Why didn’t the cactus have friends?
– He was a bit prickly.

What do you call a dinosaur who sat on a cactus?
– A mega-lo-sore-arse.

Why didn’t the cactus have friends?
– He was a bit prickly.

I hope your bank account will be as green as a cactus.

Now, I’m no cactus expert…
– But I know a prick when I see one.

I know there’s something wrong with my cactus,
– but I just can’t put my finger on it.

Cactus puns are succulent.

The cactus couple threw a Christmas party for the neighborhood, and on the cake, they wrote, “Merry Cactmas.”

The cactus finally got his certification to practice medicine. He was now a doctor in spike-ology.
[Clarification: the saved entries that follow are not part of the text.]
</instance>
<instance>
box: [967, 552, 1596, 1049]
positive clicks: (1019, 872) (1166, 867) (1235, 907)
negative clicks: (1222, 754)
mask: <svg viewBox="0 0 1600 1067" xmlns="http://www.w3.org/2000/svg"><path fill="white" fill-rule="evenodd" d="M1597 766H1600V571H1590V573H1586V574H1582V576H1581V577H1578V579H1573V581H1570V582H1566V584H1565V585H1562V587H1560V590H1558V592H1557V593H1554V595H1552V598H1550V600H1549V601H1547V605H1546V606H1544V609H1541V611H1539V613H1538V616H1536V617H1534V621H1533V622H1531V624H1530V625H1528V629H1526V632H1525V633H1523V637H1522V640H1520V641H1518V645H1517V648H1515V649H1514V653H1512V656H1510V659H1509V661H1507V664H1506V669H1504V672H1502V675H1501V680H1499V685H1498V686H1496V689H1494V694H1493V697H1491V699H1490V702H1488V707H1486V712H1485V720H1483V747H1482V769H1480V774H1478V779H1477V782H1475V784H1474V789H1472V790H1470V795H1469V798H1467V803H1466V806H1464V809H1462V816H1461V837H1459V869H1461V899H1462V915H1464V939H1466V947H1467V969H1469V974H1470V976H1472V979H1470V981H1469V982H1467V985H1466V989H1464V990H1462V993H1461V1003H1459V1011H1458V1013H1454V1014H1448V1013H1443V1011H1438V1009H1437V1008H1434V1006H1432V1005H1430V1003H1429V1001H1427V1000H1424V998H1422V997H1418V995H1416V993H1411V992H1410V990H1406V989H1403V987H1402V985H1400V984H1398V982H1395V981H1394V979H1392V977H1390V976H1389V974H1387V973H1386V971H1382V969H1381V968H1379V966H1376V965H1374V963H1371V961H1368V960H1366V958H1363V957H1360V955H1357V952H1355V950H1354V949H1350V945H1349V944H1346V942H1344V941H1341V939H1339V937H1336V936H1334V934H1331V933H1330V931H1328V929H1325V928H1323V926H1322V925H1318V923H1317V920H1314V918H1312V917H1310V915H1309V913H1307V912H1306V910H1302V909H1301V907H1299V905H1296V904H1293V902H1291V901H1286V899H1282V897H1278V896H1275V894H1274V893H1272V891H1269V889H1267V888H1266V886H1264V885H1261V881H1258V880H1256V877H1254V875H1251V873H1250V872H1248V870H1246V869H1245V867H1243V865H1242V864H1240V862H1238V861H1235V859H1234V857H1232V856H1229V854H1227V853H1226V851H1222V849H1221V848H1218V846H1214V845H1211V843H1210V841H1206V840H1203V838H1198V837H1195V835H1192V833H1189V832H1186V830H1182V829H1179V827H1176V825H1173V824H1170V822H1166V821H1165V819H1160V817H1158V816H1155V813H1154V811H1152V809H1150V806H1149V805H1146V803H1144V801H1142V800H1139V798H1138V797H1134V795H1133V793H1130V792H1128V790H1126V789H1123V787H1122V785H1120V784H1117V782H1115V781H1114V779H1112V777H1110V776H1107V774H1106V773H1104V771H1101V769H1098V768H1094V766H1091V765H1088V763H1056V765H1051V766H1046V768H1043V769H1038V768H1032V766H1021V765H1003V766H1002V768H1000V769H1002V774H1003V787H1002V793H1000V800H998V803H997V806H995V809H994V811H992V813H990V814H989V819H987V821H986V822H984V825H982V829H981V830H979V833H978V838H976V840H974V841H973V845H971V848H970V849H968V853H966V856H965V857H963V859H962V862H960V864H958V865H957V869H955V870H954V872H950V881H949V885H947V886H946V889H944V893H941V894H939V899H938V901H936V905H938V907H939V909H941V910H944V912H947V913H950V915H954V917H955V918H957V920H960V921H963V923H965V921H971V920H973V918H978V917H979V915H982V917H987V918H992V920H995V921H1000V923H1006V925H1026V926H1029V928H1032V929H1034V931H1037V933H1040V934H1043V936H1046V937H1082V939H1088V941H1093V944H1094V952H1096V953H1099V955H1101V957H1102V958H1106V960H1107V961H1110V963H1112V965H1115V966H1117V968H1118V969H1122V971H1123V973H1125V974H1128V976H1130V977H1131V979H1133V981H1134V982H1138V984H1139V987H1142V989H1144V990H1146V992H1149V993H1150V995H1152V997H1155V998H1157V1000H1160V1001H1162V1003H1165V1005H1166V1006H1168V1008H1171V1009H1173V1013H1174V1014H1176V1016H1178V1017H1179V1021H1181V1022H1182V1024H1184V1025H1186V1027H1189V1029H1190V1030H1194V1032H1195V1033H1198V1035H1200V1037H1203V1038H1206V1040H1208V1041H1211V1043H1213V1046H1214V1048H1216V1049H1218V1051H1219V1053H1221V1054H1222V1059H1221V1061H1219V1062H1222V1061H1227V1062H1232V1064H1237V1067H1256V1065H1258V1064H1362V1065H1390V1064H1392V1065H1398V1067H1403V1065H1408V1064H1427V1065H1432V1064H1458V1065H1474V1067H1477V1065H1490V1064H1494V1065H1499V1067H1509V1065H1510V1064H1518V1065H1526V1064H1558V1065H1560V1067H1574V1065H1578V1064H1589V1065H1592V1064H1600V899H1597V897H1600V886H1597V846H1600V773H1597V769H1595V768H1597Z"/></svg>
If you like this cactus pun, you’ll also like these awesome medical jokes.

Is there something wrong with your cactus?
– “Yes, but I can’t put my finger on it.”

What do you call a cactus on a plane?
– A cactus. It doesn’t matter where it is, it’s still a cactus!

Whenever a cactus goes for a job interview, they always wear a cactie.

A cactus once accidentally broke the favorite tub of another cactus. So the second cactus came to him and said, “Hey, I have a bone to prick with you.”